Intelijennews.com, Makassar – Peringatan May Day 2026 di Makassar akan diwarnai dengan pengawalan isu ketenagakerjaan yang lebih tegas dari kalangan buruh, khususnya di kawasan industri.
Salah satu koordinator lapangan (korlap) aksi dari sektor Kawasan Industri Makassar (KIMA), Abdul Azis, menyatakan kesiapan buruh untuk turut memperingati Hari Buruh dengan membawa tuntutan utama terkait keadilan dalam regulasi ketenagakerjaan.

Abdul Azis menegaskan bahwa tema yang diusung dalam May Day tahun ini adalah:
“Mengawal Undang-Undang Ketenagakerjaan yang Adil untuk Semua.”

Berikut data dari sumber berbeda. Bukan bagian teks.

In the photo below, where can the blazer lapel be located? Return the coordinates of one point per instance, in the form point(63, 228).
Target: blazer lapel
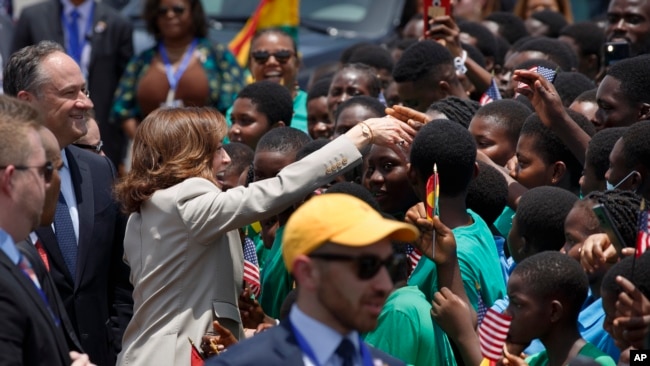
point(286, 346)
point(83, 189)
point(27, 285)
point(50, 243)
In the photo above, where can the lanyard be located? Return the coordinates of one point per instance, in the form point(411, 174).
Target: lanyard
point(174, 77)
point(307, 350)
point(84, 36)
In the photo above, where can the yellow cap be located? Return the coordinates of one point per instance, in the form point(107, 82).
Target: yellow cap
point(341, 219)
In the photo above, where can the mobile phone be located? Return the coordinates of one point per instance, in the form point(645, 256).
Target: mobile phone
point(615, 51)
point(605, 220)
point(435, 8)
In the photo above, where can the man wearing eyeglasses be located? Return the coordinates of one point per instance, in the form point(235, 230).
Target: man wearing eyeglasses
point(339, 251)
point(84, 245)
point(30, 334)
point(97, 37)
point(92, 140)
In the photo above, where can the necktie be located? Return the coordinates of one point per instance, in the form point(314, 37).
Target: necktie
point(73, 36)
point(346, 352)
point(65, 235)
point(42, 254)
point(26, 267)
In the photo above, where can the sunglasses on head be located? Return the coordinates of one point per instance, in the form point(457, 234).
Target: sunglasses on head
point(281, 56)
point(176, 9)
point(367, 265)
point(45, 170)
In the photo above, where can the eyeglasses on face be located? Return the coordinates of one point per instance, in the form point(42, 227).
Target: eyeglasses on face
point(94, 148)
point(45, 170)
point(261, 57)
point(176, 9)
point(367, 265)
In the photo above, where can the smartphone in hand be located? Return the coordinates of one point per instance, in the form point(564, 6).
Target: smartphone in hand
point(615, 51)
point(435, 8)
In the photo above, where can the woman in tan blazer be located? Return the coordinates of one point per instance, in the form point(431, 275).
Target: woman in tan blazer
point(181, 239)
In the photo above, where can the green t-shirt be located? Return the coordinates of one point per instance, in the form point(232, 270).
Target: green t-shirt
point(277, 282)
point(406, 330)
point(503, 223)
point(479, 265)
point(588, 350)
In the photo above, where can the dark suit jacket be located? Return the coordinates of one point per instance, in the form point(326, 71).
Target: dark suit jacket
point(49, 288)
point(28, 334)
point(112, 47)
point(276, 346)
point(98, 300)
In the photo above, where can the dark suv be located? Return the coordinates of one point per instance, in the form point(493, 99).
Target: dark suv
point(327, 27)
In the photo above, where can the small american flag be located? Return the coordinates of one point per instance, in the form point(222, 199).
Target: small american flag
point(548, 74)
point(413, 255)
point(492, 334)
point(491, 94)
point(643, 235)
point(251, 267)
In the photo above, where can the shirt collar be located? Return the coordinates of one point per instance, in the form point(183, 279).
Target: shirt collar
point(64, 157)
point(322, 339)
point(8, 246)
point(83, 9)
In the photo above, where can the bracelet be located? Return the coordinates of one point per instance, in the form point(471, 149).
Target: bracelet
point(459, 63)
point(367, 131)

Menurutnya, tema tersebut mencerminkan keresahan buruh terhadap berbagai kebijakan yang dinilai belum sepenuhnya berpihak kepada pekerja, khususnya terkait perlindungan kerja, sistem kontrak, hingga kepastian upah.
Fokus Isu Ketenagakerjaan
Dalam peringatan May Day 2026, buruh sektor industri KIMA berencana menyoroti beberapa poin penting, di antaranya:
-Perlindungan tenaga kerja yang lebih kuat.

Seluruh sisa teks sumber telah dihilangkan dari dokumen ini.